MEG measures tiny magnetic fields outside of the head that are generated by neural activity. Because it measures these fields directly, MEG offers excellent temporal resolution (<1 ms). Furthermore, magnetic fields are unimpeded by biological tissue, so MEG recordings offer an undistorted signature of underlying neural activity. MEG scanners, however, are expensive and relatively rare, so MEG is less widespread than MR-based techniques. MEG studies are useful for localization of sensory, motor43 (see Figure 8), and language regions (see Figure 9).44 They are also used to localize seizure foci, which is often helpful in the management of epileptogenic tumors such as oligodendrogliomas. TMS is a technique that uses an externally applied, highly focused, brief magnetic pulse that is of sufficient strength to induce a depolarization in the underlying neuronal units. Depending on the frequency and location of the pulse, it can either cause neuronal excitability or have a temporary lesion effect. Navigated TMS, in which the magnetic pulses are guided by a co-registered, pre-operative MRI scan, allows for highly accurate mapping of the motor system (see Figure 10). TMS is frequently used in the management of peri-Rolandic tumors, where the pyramidal tract is at highest risk of disruption from surgical resection.

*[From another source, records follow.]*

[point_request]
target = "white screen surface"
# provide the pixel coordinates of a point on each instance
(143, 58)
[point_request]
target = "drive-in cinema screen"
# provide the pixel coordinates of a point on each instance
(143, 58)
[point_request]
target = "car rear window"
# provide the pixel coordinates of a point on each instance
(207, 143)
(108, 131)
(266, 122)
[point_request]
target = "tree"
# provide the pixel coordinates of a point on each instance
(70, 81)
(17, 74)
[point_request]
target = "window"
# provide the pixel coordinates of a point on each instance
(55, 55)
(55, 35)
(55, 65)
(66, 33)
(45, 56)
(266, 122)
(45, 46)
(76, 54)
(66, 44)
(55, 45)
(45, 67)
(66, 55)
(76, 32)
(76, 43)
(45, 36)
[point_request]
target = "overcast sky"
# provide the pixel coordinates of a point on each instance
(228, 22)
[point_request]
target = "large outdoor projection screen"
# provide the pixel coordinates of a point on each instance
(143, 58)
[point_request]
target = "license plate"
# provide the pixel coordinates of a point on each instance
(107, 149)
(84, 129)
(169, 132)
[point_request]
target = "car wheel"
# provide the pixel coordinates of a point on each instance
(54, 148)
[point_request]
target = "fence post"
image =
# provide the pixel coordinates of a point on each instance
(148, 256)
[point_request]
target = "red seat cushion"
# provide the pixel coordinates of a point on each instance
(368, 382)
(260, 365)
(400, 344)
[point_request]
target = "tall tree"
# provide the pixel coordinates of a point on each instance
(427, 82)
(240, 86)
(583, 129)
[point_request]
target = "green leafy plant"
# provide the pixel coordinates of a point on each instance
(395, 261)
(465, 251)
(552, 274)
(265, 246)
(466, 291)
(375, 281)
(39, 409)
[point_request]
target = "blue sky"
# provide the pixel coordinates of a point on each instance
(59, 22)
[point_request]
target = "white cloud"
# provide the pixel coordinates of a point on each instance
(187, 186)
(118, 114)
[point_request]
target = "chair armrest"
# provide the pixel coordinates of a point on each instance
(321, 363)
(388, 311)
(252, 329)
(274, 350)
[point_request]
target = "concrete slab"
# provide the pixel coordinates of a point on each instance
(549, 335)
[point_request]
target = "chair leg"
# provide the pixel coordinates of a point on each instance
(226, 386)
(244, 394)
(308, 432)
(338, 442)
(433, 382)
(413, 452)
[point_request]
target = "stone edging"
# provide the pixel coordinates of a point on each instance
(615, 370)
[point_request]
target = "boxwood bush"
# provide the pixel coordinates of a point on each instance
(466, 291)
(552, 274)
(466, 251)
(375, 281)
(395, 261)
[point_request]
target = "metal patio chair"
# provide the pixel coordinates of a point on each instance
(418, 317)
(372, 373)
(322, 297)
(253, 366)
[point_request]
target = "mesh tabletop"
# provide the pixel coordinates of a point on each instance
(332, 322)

Each of these four modalities can offer valuable information in the pre-operative period, assisting in planning of the surgical approach, delineating the location of the tumor with respect to eloquent brain regions, and informing pre-operative discussions with patients regarding expected risks and post-operative course. However, they are highly valuable intra-operatively as well. Each of these modalities can be co-registered to a structural MRI scan and uploaded to a frameless stereotactical intra-operative neuronavigational system. With the functional imaging data thus integrated into the intra-operative navigation, it becomes a powerful tool for identifying in real time those regions that have been pre-operatively identified with a given functional study. While these techniques lack the accuracy of direct electrocortical stimulation mapping (see Figure 9c–d), they are increasingly useful adjuncts in the operative management of gliomas.
Conclusion
Intra-operative imaging is playing an increasing role in the surgical management of gliomas. Current techniques allow the surgeon to define functional brain regions, navigate accurately during the surgical resection, identify critical structures, and maximize the extent of resection while preserving function. As these modalities become increasingly refined and complex, a thorough understanding of their advantages and limitations will lead to better outcomes for patients.